Took place from in 8-19 July 1996. Was a ‘way point’ in the meetings of the Ad hoc Group on the Berlin Mandate, leading to an agreed deal for COP 3. Notable for the US having modified its opposition to emissions targets (Clinton needed to get re-elected).
As wikipedia says –
Its Ministerial Declaration was noted (but not adopted) on July 18, 1996, and reflected a U.S. position statement presented by Timothy Wirth, former Under Secretary for Global Affairs for the U.S. State Department at that meeting, which:
Accepted the scientific findings on climate change proffered by the Intergovernmental Panel on Climate Change (IPCC) in its second assessment (1995);
Rejected uniform “harmonized policies” in favor of flexibility;
Called for “legally binding mid-term targets”.
Australia’s position, action:
CFMEU there (according to an E-Coal article), along with AIGN, I presume. Pushing the case for Australian exceptionalism, probably wandering about with ABARE/MEGABARE numbers… Aussies pissed off that US had shifted, because it left them isolated (making common cause with OPEC countries and Nigeria)
Macdonald, Matt. 2005a. Fair Weather Friend? Ethics and Australia’s Approach to Climate Change. Australian Journal of Politics and History 51 (2): 216–234.
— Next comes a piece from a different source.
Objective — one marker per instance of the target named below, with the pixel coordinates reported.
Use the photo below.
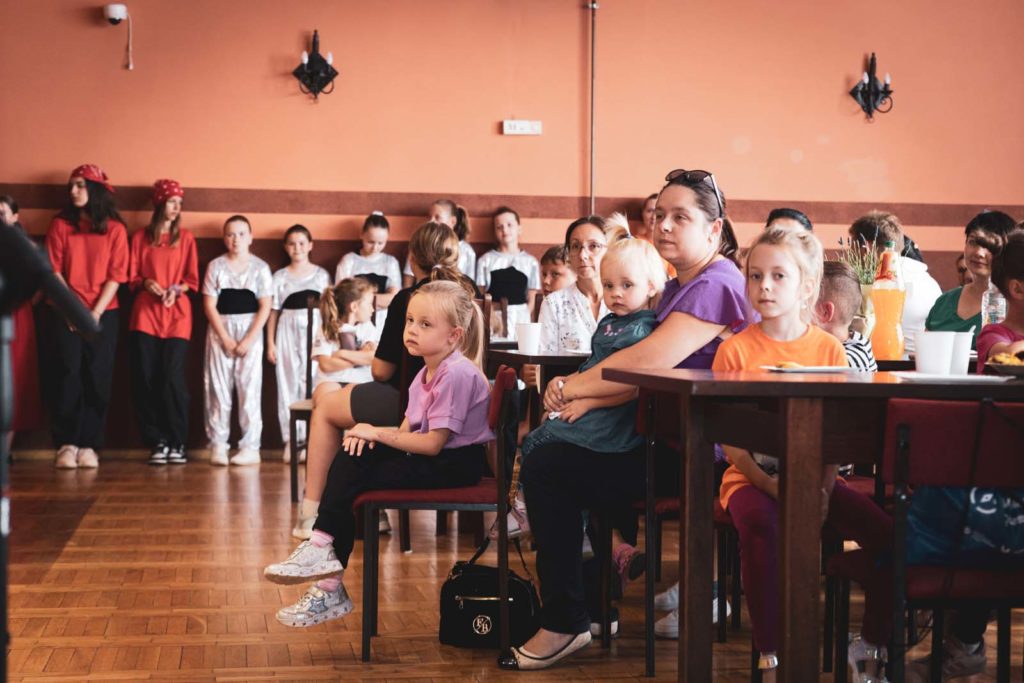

The Minister for the Environment, Senator Hill, told the summit Australia believed it would be premature “to identify a particular point at which greenhouse gas concentrations might constitute dangerous human interference”. “We believe that neither the science nor the assessment of impacts are yet sufficiently advanced to nominate a specific level,” he said.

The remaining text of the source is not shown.